Muller follows his friend and the “hero” of his documentary,
Patricio Galvez, a Chilean-Swedish musician in his 50s, as he goes in search of his seven grandchildren. The story is well-known in Sweden because their father, Michael Skramo, joined Daesh and traveled along with his radicalized young wife, Amanda, and four kids to Raqqa in Syria sometime in 2014. The couple had three more children in Syria before the parents were killed, leaving behind seven orphans.
At home in Gothenburg, Galvez leads an unhappy life pining for a daughter he adored and yearning to see her children. It is that thread of humanity that makes this crisp 95-minute documentary so important and powerful. In 2019, he flew to Irbil, Iraq, with Muller, who was an acquaintance. The documentary follows him as he sits in hotel rooms, through long, lonely nights, surrounded by the toys and clothes he had bought for the children.

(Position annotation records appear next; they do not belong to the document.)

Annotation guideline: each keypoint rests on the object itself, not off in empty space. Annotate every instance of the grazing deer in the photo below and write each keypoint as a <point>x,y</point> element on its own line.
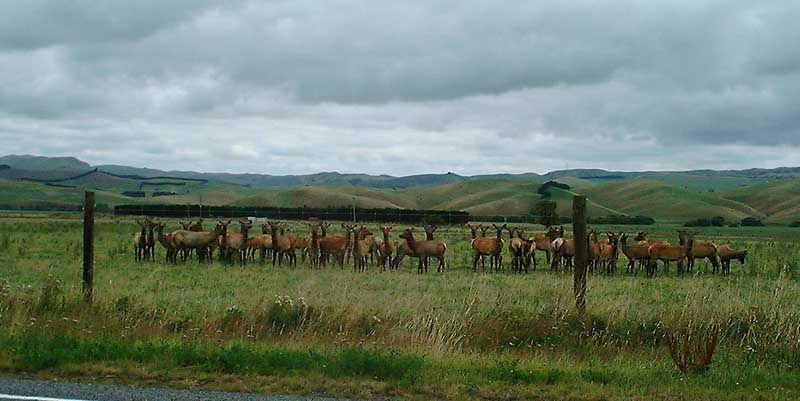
<point>335,245</point>
<point>166,242</point>
<point>140,241</point>
<point>668,253</point>
<point>516,247</point>
<point>700,250</point>
<point>386,249</point>
<point>726,254</point>
<point>281,245</point>
<point>563,250</point>
<point>609,252</point>
<point>424,249</point>
<point>313,246</point>
<point>473,230</point>
<point>635,253</point>
<point>236,243</point>
<point>543,242</point>
<point>491,247</point>
<point>260,243</point>
<point>595,248</point>
<point>199,240</point>
<point>361,248</point>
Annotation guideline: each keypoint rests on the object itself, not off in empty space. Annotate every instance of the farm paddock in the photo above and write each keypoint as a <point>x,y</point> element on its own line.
<point>451,335</point>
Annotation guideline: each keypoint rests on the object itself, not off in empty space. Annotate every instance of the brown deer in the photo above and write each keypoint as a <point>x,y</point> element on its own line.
<point>335,245</point>
<point>668,253</point>
<point>473,229</point>
<point>199,240</point>
<point>281,245</point>
<point>726,254</point>
<point>609,252</point>
<point>595,249</point>
<point>424,249</point>
<point>491,247</point>
<point>166,242</point>
<point>639,252</point>
<point>700,250</point>
<point>563,250</point>
<point>260,243</point>
<point>313,245</point>
<point>236,243</point>
<point>361,250</point>
<point>140,241</point>
<point>542,243</point>
<point>516,248</point>
<point>385,250</point>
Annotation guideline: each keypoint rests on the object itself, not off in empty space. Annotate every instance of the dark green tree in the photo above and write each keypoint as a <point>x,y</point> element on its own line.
<point>545,213</point>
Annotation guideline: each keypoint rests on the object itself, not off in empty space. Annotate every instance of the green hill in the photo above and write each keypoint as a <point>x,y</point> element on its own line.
<point>779,200</point>
<point>666,202</point>
<point>41,163</point>
<point>16,194</point>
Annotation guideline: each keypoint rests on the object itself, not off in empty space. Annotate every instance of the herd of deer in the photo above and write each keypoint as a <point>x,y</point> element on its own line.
<point>360,244</point>
<point>319,247</point>
<point>602,254</point>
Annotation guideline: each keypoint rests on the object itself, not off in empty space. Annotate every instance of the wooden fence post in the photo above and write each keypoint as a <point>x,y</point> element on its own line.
<point>88,245</point>
<point>581,251</point>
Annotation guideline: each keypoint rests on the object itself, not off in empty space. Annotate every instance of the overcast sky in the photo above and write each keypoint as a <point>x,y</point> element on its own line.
<point>292,87</point>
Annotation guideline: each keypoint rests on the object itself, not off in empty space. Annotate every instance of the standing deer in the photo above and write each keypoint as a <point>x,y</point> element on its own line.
<point>140,241</point>
<point>313,246</point>
<point>668,253</point>
<point>639,252</point>
<point>385,250</point>
<point>166,242</point>
<point>700,250</point>
<point>542,243</point>
<point>236,243</point>
<point>726,254</point>
<point>563,250</point>
<point>516,247</point>
<point>424,249</point>
<point>491,247</point>
<point>609,253</point>
<point>335,245</point>
<point>281,245</point>
<point>361,248</point>
<point>199,240</point>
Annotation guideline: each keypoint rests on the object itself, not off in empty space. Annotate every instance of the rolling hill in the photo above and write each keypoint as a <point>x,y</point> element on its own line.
<point>15,194</point>
<point>666,202</point>
<point>779,200</point>
<point>674,196</point>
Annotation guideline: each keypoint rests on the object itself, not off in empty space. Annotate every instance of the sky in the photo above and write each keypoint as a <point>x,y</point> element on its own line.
<point>411,87</point>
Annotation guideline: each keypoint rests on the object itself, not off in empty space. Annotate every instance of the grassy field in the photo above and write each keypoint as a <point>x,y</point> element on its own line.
<point>775,201</point>
<point>455,335</point>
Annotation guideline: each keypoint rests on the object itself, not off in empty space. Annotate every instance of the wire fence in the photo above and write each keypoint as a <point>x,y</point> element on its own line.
<point>408,216</point>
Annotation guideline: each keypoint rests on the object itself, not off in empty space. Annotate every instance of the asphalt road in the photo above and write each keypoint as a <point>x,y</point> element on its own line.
<point>34,390</point>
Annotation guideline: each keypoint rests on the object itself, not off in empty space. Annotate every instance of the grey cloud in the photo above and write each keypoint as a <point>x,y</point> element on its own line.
<point>412,87</point>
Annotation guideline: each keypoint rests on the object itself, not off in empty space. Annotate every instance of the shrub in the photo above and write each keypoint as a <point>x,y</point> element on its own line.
<point>545,212</point>
<point>751,222</point>
<point>693,350</point>
<point>620,219</point>
<point>51,297</point>
<point>286,313</point>
<point>716,221</point>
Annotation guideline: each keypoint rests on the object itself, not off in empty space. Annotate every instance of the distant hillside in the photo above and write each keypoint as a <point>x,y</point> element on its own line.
<point>41,163</point>
<point>779,199</point>
<point>479,197</point>
<point>666,202</point>
<point>16,194</point>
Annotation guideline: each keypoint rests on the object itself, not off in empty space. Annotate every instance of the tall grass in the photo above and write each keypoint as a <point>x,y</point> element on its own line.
<point>377,313</point>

His soul-searching over the radicalization of his daughter is a large part of the narrative, and one that happily saves this documentary from being a run-ofthe-mill rescue mission led by a golden hero.
Muller’s movie has very little drama, something a fictionalized version of the story would have compelled him to do. He said he was to an extent “a fish out of water on this odyssey,” telling media that “to be honest, I was terrified of going there. I feared for my life.” But this emotion serves the film in showing how invested Muller was in the mission and many viewers will empathize when, after a breakthrough, both the grandfather and the director break down in tears.